Invention Title:

TEXT-DRIVEN DIFFUSION MODEL FOR ENHANCED IMAGE GENERATION

Publication number:

US20260112073

Publication date:

2026-04-23

Section:

Physics

Class:

G06T11/00

Inventors:

Ze Ming Zhao 🇨🇳 Beijing, China

Xiao Tian Xu 🇨🇳 BEIJING, China

Xue Yin Zhuang 🇨🇳 Beijing, China

Applicant:

INTERNATIONAL BUSINESS MACHINES CORPORATION 🇺🇸 Armonk, NY, United States

Drawings (4 of 5)

Drawing 01 for TEXT-DRIVEN DIFFUSION MODEL FOR ENHANCED IMAGE GENERATION

Drawing 02 for TEXT-DRIVEN DIFFUSION MODEL FOR ENHANCED IMAGE GENERATION

Drawing 03 for TEXT-DRIVEN DIFFUSION MODEL FOR ENHANCED IMAGE GENERATION

Drawing 04 for TEXT-DRIVEN DIFFUSION MODEL FOR ENHANCED IMAGE GENERATION

Smart overview of the Invention

A method, computer system, and computer program product are developed for detail-enhanced text-to-image generation.
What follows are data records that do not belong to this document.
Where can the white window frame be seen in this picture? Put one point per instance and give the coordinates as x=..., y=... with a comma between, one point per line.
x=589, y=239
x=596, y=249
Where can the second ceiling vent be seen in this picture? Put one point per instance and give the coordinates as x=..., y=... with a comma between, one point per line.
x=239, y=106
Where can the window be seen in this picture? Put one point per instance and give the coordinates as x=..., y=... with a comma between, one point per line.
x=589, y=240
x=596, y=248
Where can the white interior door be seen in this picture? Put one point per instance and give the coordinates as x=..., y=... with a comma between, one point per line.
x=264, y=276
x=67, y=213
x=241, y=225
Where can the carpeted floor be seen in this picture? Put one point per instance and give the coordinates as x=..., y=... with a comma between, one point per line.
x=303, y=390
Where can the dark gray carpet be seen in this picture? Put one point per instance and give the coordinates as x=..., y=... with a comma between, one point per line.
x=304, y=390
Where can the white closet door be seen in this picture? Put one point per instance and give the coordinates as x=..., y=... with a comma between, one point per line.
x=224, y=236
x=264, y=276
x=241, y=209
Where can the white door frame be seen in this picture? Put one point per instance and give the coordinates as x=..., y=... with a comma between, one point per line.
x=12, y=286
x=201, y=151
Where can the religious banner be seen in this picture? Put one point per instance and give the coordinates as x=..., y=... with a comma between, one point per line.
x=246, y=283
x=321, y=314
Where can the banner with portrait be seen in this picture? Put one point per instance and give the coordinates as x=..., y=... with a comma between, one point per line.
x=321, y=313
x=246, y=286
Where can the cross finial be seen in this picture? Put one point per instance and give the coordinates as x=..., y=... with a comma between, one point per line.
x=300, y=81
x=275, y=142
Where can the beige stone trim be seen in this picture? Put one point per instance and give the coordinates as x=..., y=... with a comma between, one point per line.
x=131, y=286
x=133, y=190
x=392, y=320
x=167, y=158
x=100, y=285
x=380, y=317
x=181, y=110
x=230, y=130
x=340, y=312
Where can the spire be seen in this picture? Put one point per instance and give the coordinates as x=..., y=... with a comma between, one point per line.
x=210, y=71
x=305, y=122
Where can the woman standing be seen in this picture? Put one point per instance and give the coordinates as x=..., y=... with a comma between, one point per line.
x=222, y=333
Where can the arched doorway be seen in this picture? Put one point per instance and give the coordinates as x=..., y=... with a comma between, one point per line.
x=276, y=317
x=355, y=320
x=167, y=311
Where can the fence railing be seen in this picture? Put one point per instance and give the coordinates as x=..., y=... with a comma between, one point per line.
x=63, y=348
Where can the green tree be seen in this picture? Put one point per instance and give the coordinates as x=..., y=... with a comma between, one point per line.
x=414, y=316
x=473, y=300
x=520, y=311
The approach begins with retrieving a text prompt and processing it through a trained region of interest model to identify and extract key details. These details are further processed using a pre-trained large language model to create multiple structured text prompts. These prompts are then organized into a retrospective text sequence using an interleaved retrospective algorithm, which is subsequently used by a progressive text-driven diffusion model to generate a detailed image.

Technical Background

The invention integrates computer vision and natural language processing, both of which employ machine learning to interpret visual and textual inputs. Computer vision allows systems to recognize objects and people in images, while natural language processing enables understanding and communication using human language. The invention specifically applies these technologies to improve text-to-image generation, addressing limitations of existing models in processing lengthy text inputs and maintaining detail accuracy in the generated images.

Enhanced Process

The process involves several key steps: extracting key details from the text prompt, generating structured text prompts, and arranging them into a retrospective sequence. The use of a trained region of interest model, possibly based on BERT with a classifier, aids in identifying crucial text portions. The structured text prompts include both detailed and high-level summaries, which are essential for creating a comprehensive retrospective text sequence. This sequence is then processed by a diffusion model trained to handle any character length, overcoming the limitations of current models like DALL-E2 and DALL-E3.

Advantages

The proposed method enhances the accuracy and applicability of text-to-image generation by capturing and preserving key text details. The retrospective text sequence ensures that no information is lost during the diffusion process. The model's ability to process text of any length expands the range of applicable scenarios, addressing the issue of detail loss in longer text inputs. This improvement in processing capability results in images that are more representative of the original text prompt.

Implementation Details

The system can be implemented as a method, computer system, or computer program product. It includes components like a trained region of interest model and a progressive text-driven diffusion model. The invention can be integrated at various technical levels, utilizing storage media such as RAM, ROM, and Flash memory for program instructions. The flexibility in processing order and operations, as described, allows for adaptation to different technological environments and requirements, ensuring broad applicability and effectiveness in generating detail-enhanced images.